For those of you who regularly write Arabic (and, incidentally, you can generalize this to any language inshallah), you might look at your writing and say, “man, that is ugggggleeeeeee!”
So how do you go about beautifying it? The key here is that you can recognize nice Arabic writing when you see it–and I don’t mean calligraphy.
The solution is surprisingly simple. Grab a mushaf (or, if you have them, one of the three Medinah University Arabic books), Apply your observational skills, and you can easily inshallah detect a few clues on how to improve (or even how to write them!) Check out the letters below:
What are some lessons we can learn from these few letters–noon, dhal, and alif?
- The noon is not symmetrical–rather, the right side is taller then the left! (You can see this more in the Medinah books inshallah.)
- Harakaat are slanted–not flat horizontal, as I first thought.
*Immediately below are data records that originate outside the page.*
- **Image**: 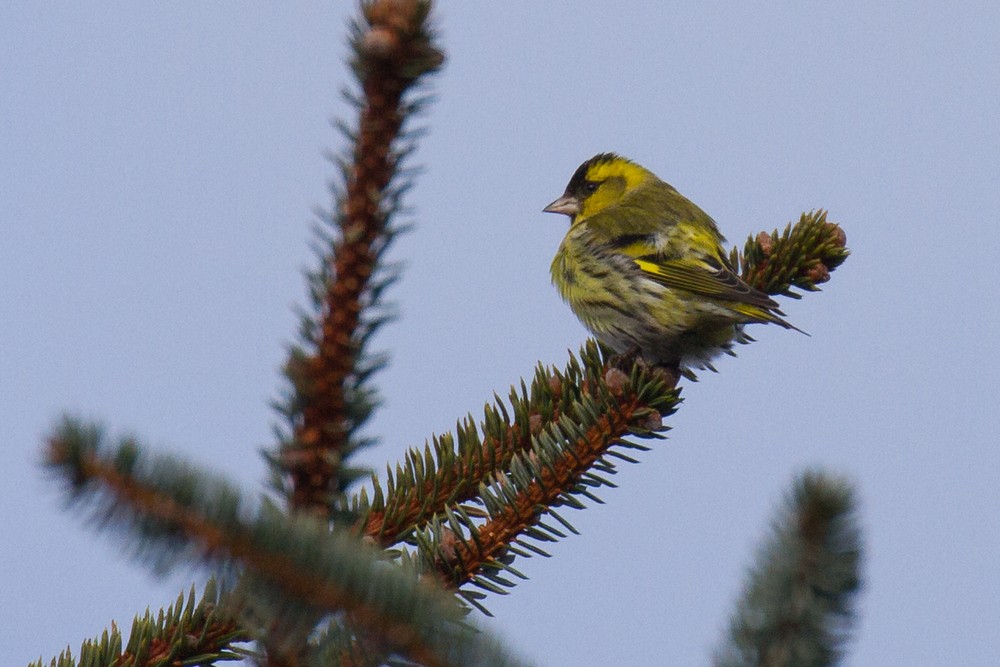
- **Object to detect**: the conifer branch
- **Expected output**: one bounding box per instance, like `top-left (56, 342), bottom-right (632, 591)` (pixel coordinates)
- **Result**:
top-left (730, 210), bottom-right (850, 299)
top-left (348, 341), bottom-right (680, 613)
top-left (271, 0), bottom-right (443, 516)
top-left (46, 419), bottom-right (532, 666)
top-left (29, 580), bottom-right (251, 667)
top-left (715, 472), bottom-right (862, 667)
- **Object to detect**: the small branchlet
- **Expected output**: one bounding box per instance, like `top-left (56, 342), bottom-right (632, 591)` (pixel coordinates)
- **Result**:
top-left (715, 472), bottom-right (862, 667)
top-left (268, 0), bottom-right (443, 518)
top-left (355, 341), bottom-right (680, 613)
top-left (46, 419), bottom-right (516, 667)
top-left (730, 210), bottom-right (850, 299)
top-left (29, 580), bottom-right (251, 667)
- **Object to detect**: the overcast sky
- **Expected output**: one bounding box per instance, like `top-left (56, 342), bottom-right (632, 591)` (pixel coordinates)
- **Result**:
top-left (0, 0), bottom-right (1000, 666)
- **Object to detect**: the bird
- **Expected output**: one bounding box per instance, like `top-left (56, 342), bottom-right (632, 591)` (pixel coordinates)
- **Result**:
top-left (543, 153), bottom-right (801, 378)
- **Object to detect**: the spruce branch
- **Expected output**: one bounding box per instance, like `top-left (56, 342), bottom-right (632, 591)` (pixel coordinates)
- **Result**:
top-left (29, 580), bottom-right (251, 667)
top-left (269, 0), bottom-right (443, 516)
top-left (46, 418), bottom-right (528, 666)
top-left (355, 341), bottom-right (680, 613)
top-left (715, 472), bottom-right (862, 667)
top-left (730, 210), bottom-right (850, 299)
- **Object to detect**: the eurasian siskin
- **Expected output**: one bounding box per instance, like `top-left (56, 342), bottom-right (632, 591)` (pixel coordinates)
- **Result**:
top-left (544, 153), bottom-right (795, 369)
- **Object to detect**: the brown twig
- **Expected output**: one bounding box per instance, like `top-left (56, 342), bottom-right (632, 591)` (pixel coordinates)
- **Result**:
top-left (281, 0), bottom-right (442, 516)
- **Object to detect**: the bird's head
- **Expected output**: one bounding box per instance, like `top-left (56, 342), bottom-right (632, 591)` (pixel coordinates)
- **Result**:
top-left (542, 153), bottom-right (652, 225)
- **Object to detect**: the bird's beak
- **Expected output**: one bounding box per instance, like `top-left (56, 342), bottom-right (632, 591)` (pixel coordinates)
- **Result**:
top-left (542, 195), bottom-right (580, 218)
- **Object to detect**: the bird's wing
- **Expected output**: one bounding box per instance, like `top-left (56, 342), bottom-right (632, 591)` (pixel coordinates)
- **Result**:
top-left (633, 255), bottom-right (778, 311)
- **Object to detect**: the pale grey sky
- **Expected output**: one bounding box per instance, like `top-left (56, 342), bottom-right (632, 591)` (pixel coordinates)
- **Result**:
top-left (0, 0), bottom-right (1000, 665)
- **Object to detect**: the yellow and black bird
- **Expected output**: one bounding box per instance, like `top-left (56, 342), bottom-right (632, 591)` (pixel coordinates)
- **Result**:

- Dhal has a straight back–it doesn’t start out curved.
- Dhal and alif are the same height–meaning your dhals should fill the line from top to bottom, if you write on ruled paper.
Allah knows best, you can find more yourself with a bit of effort. Look at the letter itself–how did they write it? Where did they start? How does it look in relation to other letters?
And of course, unless you write regularly (even once a week is good), none of this will benefit you too much. Wallahu ‘alim.